Have you ever played service roulette? Here’s how it goes: you’ve got a problem, and you call in or chat in, or tweet out the problem. The more urgent the issue, the more direct communication you want. During your first conversation, you explain your problem and get told immediately, the reasons for your predicament, the company’s stance on the matter, and the rules of the road. You just reached a “policy cop.”
These are good people following the rules of the road. But you’re hoping for a little more in the way of understanding your situation so you can try to get out of the jam you’re in. And so you disengage and begin again. Because you hope that if you keep dialing or texting or tweeting that eventually, you will find someone who starts with your life, and really listens. And you can find a partner to help you figure it all out.

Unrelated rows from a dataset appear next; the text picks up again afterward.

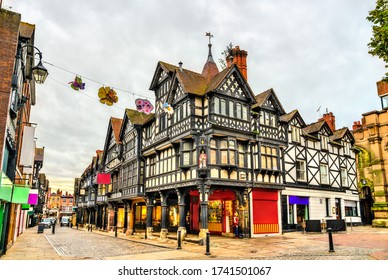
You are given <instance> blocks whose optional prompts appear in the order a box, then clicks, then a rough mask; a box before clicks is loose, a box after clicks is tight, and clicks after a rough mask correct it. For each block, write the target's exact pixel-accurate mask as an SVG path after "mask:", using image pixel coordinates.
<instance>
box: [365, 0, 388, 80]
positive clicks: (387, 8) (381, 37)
mask: <svg viewBox="0 0 388 280" xmlns="http://www.w3.org/2000/svg"><path fill="white" fill-rule="evenodd" d="M367 20H369V21H370V22H372V23H373V26H372V31H373V36H372V38H371V41H370V42H369V44H368V47H369V48H370V49H369V51H368V53H370V54H371V55H373V56H377V57H378V58H380V59H382V60H383V61H384V62H385V63H386V64H385V68H388V0H377V1H376V8H375V9H374V10H373V11H370V12H369V16H368V17H367ZM382 80H383V81H385V82H388V72H387V73H385V76H384V77H383V79H382Z"/></svg>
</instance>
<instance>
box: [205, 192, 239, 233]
mask: <svg viewBox="0 0 388 280" xmlns="http://www.w3.org/2000/svg"><path fill="white" fill-rule="evenodd" d="M236 212H237V207H236V194H235V192H233V191H230V190H215V191H214V192H213V193H212V194H211V195H210V196H209V208H208V229H209V232H211V233H213V234H220V235H221V234H225V235H229V234H230V235H233V215H234V213H236Z"/></svg>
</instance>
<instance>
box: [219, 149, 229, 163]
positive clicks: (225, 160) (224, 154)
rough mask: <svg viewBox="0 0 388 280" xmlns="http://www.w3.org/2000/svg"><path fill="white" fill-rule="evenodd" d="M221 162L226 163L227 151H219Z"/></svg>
mask: <svg viewBox="0 0 388 280" xmlns="http://www.w3.org/2000/svg"><path fill="white" fill-rule="evenodd" d="M221 164H228V151H221Z"/></svg>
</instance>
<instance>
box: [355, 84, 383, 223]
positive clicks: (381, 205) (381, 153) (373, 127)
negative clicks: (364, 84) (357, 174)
mask: <svg viewBox="0 0 388 280" xmlns="http://www.w3.org/2000/svg"><path fill="white" fill-rule="evenodd" d="M377 93H378V96H379V97H380V98H381V107H382V109H381V110H375V111H371V112H367V113H364V114H362V119H361V121H357V122H354V124H353V131H352V132H353V135H354V138H355V141H356V147H357V148H358V149H359V151H360V152H359V155H358V158H357V160H358V164H357V167H358V168H357V170H358V175H359V181H358V186H359V192H360V202H361V215H362V220H363V222H364V223H365V224H372V225H373V226H376V227H388V166H387V161H388V102H387V101H388V84H387V83H384V82H378V83H377Z"/></svg>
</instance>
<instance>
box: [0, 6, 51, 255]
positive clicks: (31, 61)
mask: <svg viewBox="0 0 388 280" xmlns="http://www.w3.org/2000/svg"><path fill="white" fill-rule="evenodd" d="M0 38H1V44H0V170H1V176H0V255H1V254H4V253H5V252H6V250H7V248H8V247H9V246H12V244H13V243H14V242H15V241H16V238H17V236H19V235H20V234H21V233H23V231H24V230H25V229H26V227H27V226H33V225H35V221H36V220H37V219H36V218H37V215H38V214H39V213H38V212H39V211H40V210H39V209H41V207H38V208H37V207H36V205H37V204H38V201H39V199H38V197H39V188H40V187H41V185H40V181H39V180H38V178H39V170H40V169H41V168H42V166H43V153H44V150H43V149H40V148H36V147H35V141H34V132H35V126H36V125H34V124H31V123H30V122H29V121H30V113H31V107H32V106H33V105H35V102H36V98H35V80H34V79H33V77H34V69H36V67H35V66H34V64H35V59H34V57H35V46H34V38H35V25H33V24H29V23H25V22H22V21H21V15H20V14H18V13H15V12H12V11H8V10H5V9H2V8H1V2H0ZM41 197H44V195H43V194H42V193H41Z"/></svg>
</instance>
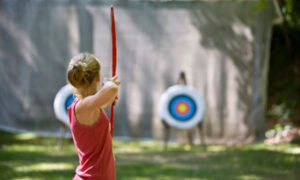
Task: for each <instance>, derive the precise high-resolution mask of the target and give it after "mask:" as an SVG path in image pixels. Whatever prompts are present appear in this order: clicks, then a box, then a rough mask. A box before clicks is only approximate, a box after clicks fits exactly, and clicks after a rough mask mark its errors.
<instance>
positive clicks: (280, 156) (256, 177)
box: [0, 132, 300, 180]
mask: <svg viewBox="0 0 300 180" xmlns="http://www.w3.org/2000/svg"><path fill="white" fill-rule="evenodd" d="M114 152H115V158H116V166H117V167H116V170H117V178H118V180H150V179H151V180H196V179H197V180H201V179H202V180H215V179H222V180H243V179H251V180H260V179H272V180H281V179H286V180H293V179H299V178H300V174H299V167H300V147H299V146H296V145H289V144H281V145H276V146H268V145H265V144H262V143H258V144H250V145H243V146H231V147H228V146H224V145H209V146H208V147H207V151H204V150H203V149H202V147H201V146H195V147H192V148H191V147H190V146H187V145H180V144H172V143H171V144H170V148H169V150H168V151H162V146H161V144H160V143H159V142H154V141H118V140H114ZM77 164H78V157H77V154H76V151H75V149H74V145H73V144H72V143H70V142H67V140H66V141H65V145H64V149H63V150H62V151H60V150H58V148H57V139H55V138H41V137H36V136H35V135H32V134H10V133H4V132H0V170H1V173H0V179H4V180H27V179H28V180H29V179H30V180H47V179H49V180H50V179H51V180H52V179H55V180H70V179H71V178H72V177H73V175H74V170H75V167H76V166H77Z"/></svg>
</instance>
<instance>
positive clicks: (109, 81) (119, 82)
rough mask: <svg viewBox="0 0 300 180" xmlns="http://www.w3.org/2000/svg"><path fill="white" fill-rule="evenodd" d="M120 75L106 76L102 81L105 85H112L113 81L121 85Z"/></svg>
mask: <svg viewBox="0 0 300 180" xmlns="http://www.w3.org/2000/svg"><path fill="white" fill-rule="evenodd" d="M118 78H119V77H118V76H114V77H112V78H104V81H103V83H102V85H103V86H105V85H111V83H114V85H117V86H119V85H120V84H121V82H120V81H119V80H118Z"/></svg>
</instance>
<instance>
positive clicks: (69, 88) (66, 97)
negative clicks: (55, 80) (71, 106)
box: [53, 84, 75, 126]
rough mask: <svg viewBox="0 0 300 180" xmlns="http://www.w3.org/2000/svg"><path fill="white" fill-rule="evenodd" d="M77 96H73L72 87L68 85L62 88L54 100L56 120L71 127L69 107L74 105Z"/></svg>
mask: <svg viewBox="0 0 300 180" xmlns="http://www.w3.org/2000/svg"><path fill="white" fill-rule="evenodd" d="M74 99H75V96H74V95H73V91H72V86H71V85H69V84H67V85H65V86H64V87H62V88H61V89H60V90H59V91H58V93H57V94H56V96H55V99H54V104H53V105H54V112H55V115H56V118H57V119H58V120H60V121H62V122H63V123H65V124H66V125H68V126H69V115H68V107H69V106H70V105H71V104H72V102H73V100H74Z"/></svg>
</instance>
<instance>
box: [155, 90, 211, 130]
mask: <svg viewBox="0 0 300 180" xmlns="http://www.w3.org/2000/svg"><path fill="white" fill-rule="evenodd" d="M204 111H205V102H204V99H203V98H202V96H201V95H200V94H199V92H198V90H197V89H195V88H193V87H191V86H185V85H175V86H172V87H169V88H168V89H167V90H166V91H165V92H164V93H163V94H162V95H161V97H160V101H159V112H160V115H161V118H162V120H163V121H165V122H166V123H167V124H169V125H170V126H173V127H175V128H178V129H190V128H193V127H194V126H196V125H197V124H199V123H200V122H201V121H202V119H203V115H204Z"/></svg>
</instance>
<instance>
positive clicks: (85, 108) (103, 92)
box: [77, 77, 120, 112]
mask: <svg viewBox="0 0 300 180" xmlns="http://www.w3.org/2000/svg"><path fill="white" fill-rule="evenodd" d="M117 78H118V77H114V78H112V79H111V80H108V81H107V82H105V83H104V86H103V88H102V89H101V90H100V91H98V92H97V93H96V94H94V95H91V96H88V97H86V98H84V99H82V100H81V101H80V102H79V103H78V107H77V109H78V110H79V109H80V110H81V111H85V112H87V111H94V110H96V109H99V108H105V107H107V106H110V105H111V104H112V103H113V102H114V101H115V99H116V97H117V95H118V91H119V85H120V82H119V81H117Z"/></svg>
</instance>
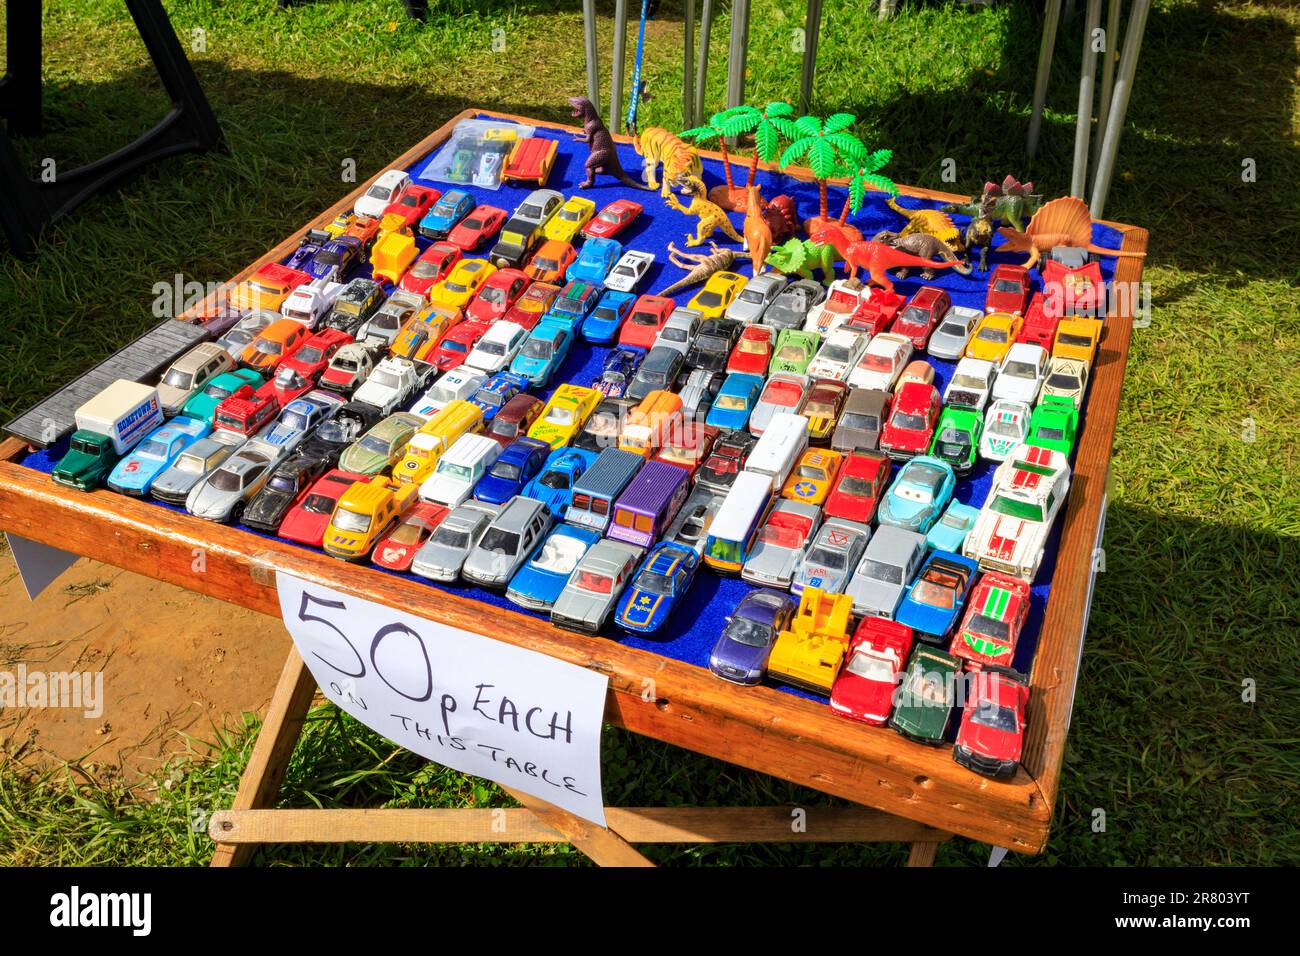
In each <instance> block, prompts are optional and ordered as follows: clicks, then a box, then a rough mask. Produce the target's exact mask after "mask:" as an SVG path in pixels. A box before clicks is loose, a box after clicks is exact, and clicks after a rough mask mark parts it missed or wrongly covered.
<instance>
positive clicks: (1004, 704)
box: [953, 667, 1030, 780]
mask: <svg viewBox="0 0 1300 956" xmlns="http://www.w3.org/2000/svg"><path fill="white" fill-rule="evenodd" d="M970 685H971V689H969V691H967V693H966V706H965V708H962V726H961V730H958V731H957V740H956V743H954V744H953V760H956V761H957V762H958V763H961V765H962V766H963V767H966V769H967V770H974V771H975V773H976V774H980V775H982V777H992V778H995V779H1000V780H1005V779H1008V778H1010V777H1015V769H1017V767H1018V766H1019V765H1021V753H1022V750H1023V747H1024V710H1026V708H1027V706H1028V704H1030V687H1028V683H1027V682H1026V680H1024V678H1023V676H1022V675H1019V674H1018V672H1015V671H1014V670H1010V669H1009V667H988V669H985V670H984V671H983V672H982V674H980V675H979V676H975V678H972V679H971V680H970Z"/></svg>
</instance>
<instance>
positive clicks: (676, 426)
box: [619, 389, 682, 458]
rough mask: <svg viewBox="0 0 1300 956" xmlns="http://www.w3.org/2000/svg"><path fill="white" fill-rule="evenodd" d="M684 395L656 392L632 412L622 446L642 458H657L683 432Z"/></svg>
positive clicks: (623, 438)
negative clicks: (661, 451)
mask: <svg viewBox="0 0 1300 956" xmlns="http://www.w3.org/2000/svg"><path fill="white" fill-rule="evenodd" d="M681 421H682V418H681V395H676V394H673V393H672V392H668V390H666V389H655V390H654V392H651V393H650V394H649V395H646V397H645V398H643V399H641V403H640V405H637V406H636V407H634V408H633V410H632V411H629V412H628V416H627V419H625V420H624V423H623V432H621V433H620V434H619V447H620V449H621V450H624V451H632V453H633V454H637V455H641V457H642V458H650V457H653V455H654V454H655V453H656V451H658V450H659V449H660V447H663V446H664V445H666V444H668V442H667V441H666V440H671V438H673V437H675V436H676V437H680V432H681Z"/></svg>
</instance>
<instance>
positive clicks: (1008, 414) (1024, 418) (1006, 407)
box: [979, 402, 1031, 462]
mask: <svg viewBox="0 0 1300 956" xmlns="http://www.w3.org/2000/svg"><path fill="white" fill-rule="evenodd" d="M1030 416H1031V412H1030V406H1027V405H1026V403H1024V402H993V405H991V406H989V408H988V414H987V415H984V434H983V437H980V440H979V454H980V457H982V458H987V459H989V460H991V462H1001V460H1005V459H1006V457H1008V455H1009V454H1010V453H1011V450H1013V449H1015V447H1017V446H1018V445H1021V442H1023V441H1024V440H1026V438H1027V437H1028V434H1030Z"/></svg>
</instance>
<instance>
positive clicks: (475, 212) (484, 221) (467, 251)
mask: <svg viewBox="0 0 1300 956" xmlns="http://www.w3.org/2000/svg"><path fill="white" fill-rule="evenodd" d="M504 222H506V211H504V209H498V208H497V207H495V206H476V207H474V208H473V209H472V211H471V213H469V215H468V216H465V217H464V219H463V220H460V221H459V222H458V224H456V225H455V226H452V228H451V232H450V233H447V242H450V243H451V245H452V246H456V247H459V248H460V250H461V251H464V252H473V251H474V250H476V248H478V247H480V246H481V245H482V243H484V242H486V241H487V239H490V238H491V237H494V235H495V234H497V233H498V232H500V228H502V225H504Z"/></svg>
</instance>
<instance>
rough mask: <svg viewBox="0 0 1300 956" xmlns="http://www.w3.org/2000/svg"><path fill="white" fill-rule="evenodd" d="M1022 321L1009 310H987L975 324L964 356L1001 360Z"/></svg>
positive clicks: (1007, 348) (967, 342) (1000, 360)
mask: <svg viewBox="0 0 1300 956" xmlns="http://www.w3.org/2000/svg"><path fill="white" fill-rule="evenodd" d="M1023 323H1024V319H1023V317H1021V316H1018V315H1011V313H1010V312H989V313H988V315H987V316H984V317H983V319H980V320H979V325H976V326H975V334H974V336H971V341H970V342H967V345H966V358H969V359H983V360H984V362H1001V360H1002V356H1004V355H1006V352H1008V350H1010V347H1011V346H1013V345H1014V343H1015V337H1017V336H1019V334H1021V325H1022V324H1023Z"/></svg>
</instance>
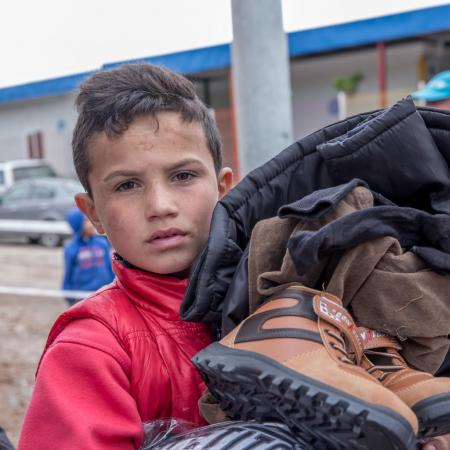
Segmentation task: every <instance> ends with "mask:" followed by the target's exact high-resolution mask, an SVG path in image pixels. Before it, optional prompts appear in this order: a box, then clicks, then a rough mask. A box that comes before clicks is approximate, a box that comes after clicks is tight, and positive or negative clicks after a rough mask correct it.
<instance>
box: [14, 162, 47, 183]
mask: <svg viewBox="0 0 450 450" xmlns="http://www.w3.org/2000/svg"><path fill="white" fill-rule="evenodd" d="M13 173H14V180H15V181H19V180H25V179H26V178H41V177H55V176H56V173H55V172H54V170H53V169H52V168H51V167H50V166H45V165H42V166H28V167H17V168H16V169H13Z"/></svg>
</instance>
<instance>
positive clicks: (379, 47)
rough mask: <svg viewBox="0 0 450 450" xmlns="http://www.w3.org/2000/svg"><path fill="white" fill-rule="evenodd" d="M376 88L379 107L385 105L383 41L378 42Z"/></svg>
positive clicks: (377, 47)
mask: <svg viewBox="0 0 450 450" xmlns="http://www.w3.org/2000/svg"><path fill="white" fill-rule="evenodd" d="M377 50H378V89H379V96H380V107H381V108H386V106H387V93H386V90H387V78H386V48H385V45H384V42H378V44H377Z"/></svg>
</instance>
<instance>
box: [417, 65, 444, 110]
mask: <svg viewBox="0 0 450 450" xmlns="http://www.w3.org/2000/svg"><path fill="white" fill-rule="evenodd" d="M411 97H412V98H413V99H414V100H425V102H426V104H427V106H431V107H433V108H437V109H448V110H450V70H445V71H444V72H440V73H438V74H437V75H435V76H434V77H433V78H432V79H431V80H430V81H429V82H428V83H427V84H426V85H425V87H424V88H423V89H420V90H418V91H415V92H413V93H412V94H411Z"/></svg>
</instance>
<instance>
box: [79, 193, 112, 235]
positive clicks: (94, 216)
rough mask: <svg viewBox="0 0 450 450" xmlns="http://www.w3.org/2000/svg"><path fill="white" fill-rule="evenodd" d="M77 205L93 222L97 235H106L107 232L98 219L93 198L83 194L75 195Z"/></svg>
mask: <svg viewBox="0 0 450 450" xmlns="http://www.w3.org/2000/svg"><path fill="white" fill-rule="evenodd" d="M75 203H76V204H77V206H78V209H79V210H80V211H81V212H82V213H83V214H84V215H85V216H87V218H88V219H89V220H90V221H91V222H92V225H94V227H95V229H96V230H97V233H99V234H104V233H105V230H104V229H103V226H102V224H101V222H100V220H99V219H98V216H97V210H96V209H95V203H94V200H93V199H92V197H91V196H90V195H89V194H87V193H85V192H83V193H79V194H76V195H75Z"/></svg>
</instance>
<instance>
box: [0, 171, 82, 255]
mask: <svg viewBox="0 0 450 450" xmlns="http://www.w3.org/2000/svg"><path fill="white" fill-rule="evenodd" d="M83 190H84V189H83V187H82V186H81V184H80V183H79V182H78V181H76V180H72V179H68V178H58V177H47V178H30V179H27V180H22V181H18V182H17V183H14V185H13V186H11V187H10V188H9V189H8V190H7V191H6V192H4V193H3V194H2V195H1V196H0V235H2V236H3V237H10V238H11V237H18V236H21V237H25V238H27V239H28V240H29V241H30V242H38V243H40V244H42V245H45V246H47V247H55V246H58V245H60V244H61V243H62V241H63V239H64V238H65V237H67V236H69V235H70V228H69V226H68V225H67V223H66V222H65V215H66V212H67V211H68V210H69V209H70V208H71V207H73V206H74V204H75V202H74V195H75V194H76V193H78V192H83ZM44 221H46V222H44Z"/></svg>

This learned “service roulette” behavior that we all practice as customers costs companies in three ways: service costs, customer value erosion, and employee disenchantment. The inconsistency of folks responding to these situations sends customers to hang up and start again. That increases costs. Customers who repeatedly encounter company policy cops disengage and share the experience. This leads to customer value erosion. And employees put in the position of defending rules or escalating unhappy customers often seek more fulfilling work.
Start with the Life, Not Company Policy.
This is our opportunity to flip the conversation and give people permission to begin with the life. It is to develop the front line to be able to understand the customer’s predicament. And it is to never put the frontline in the position of doing something to a customer; they would never do to their mom.
You most likely know the main reasons that your customers need you and the rules that they bump into during those times. Don’t make your frontline the policy cops in those moments. Give them the training and the tools that they need, and the opportunity to be a communicator and problem solver, instead of being a rule enforcer.
Case Study: SOL Decided to Let People Set Their Own Targets.
A pioneer in encouraging employees to lead themselves well before the movement of Zappos and others, in 1992, when Liisa Joronen acquired SOL from the family business, she shook things up by stating that there would be no titles or secretaries. She believed that status broke down the working unit where people govern themselves and the groups unite to govern their work. Joronen gave all employees one single uniform…to make them one team…with people rising to what she believed they were capable of.
Elevate People: Give Them Control.
You may have encountered frontline people you interact with that don’t seem engaged. People are given targets, process and rules that they dutifully perform. But day after day this can become numbing…it is why you may not hear energy when you call a call center, or notice a spring in the step of someone working in a building. That is not the case at SOL – because they have a system to embed trust, energy and joy in work. SOL establishes an accountability culture by asking teams to look at the work they do as their own. When SOL wins a contract, the field salespeople and local cleaning team are trusted them to set benchmark performance targets. “The more we free our people from rules,” Joronen says, “the more we need good measurements.” Like other companies that choose to think of trust as fuel for innovation, SOL finds that targets people set for themselves are often higher than what would have been set for them.
Teams in the field have complete trust, and they step up, making themselves accountable. They include the frontline and elevate those ready to participate in budgeting, hiring and negotiating contracts, as people show their capacity and initiative to do the work. In other words, they remove the caste system of what someone can or can’t “do” based on the role they happen to have. To continue enabling people to take initiative and advance, SOL commits 2% of their annual revenue in training folks to achieve these elevated levels of individual accomplishment so they can meet those tough goals they set for themselves. SOL training is about upgrading mindsets — turning cleaners into customer-service specialists.
SOL Trusts Its Employees to Set Performance Targets.
Impact: Often people are surprised to see SOL teams at work without a manger present. Trust at SOL is what guides. With that, they organize, check their own work, and succeed. Under the path that SOL expanded under, it achieved 15 percent growth for over 22 years. SOL has expanded to operate nationwide in Finland and in Estonia, Russia, Latvia, Lithuania and Sweden. SOL has nearly 10,000 registered customers.
What rules can you diminish to give people the freedom to innovate, and permission to create a place where they can thrive?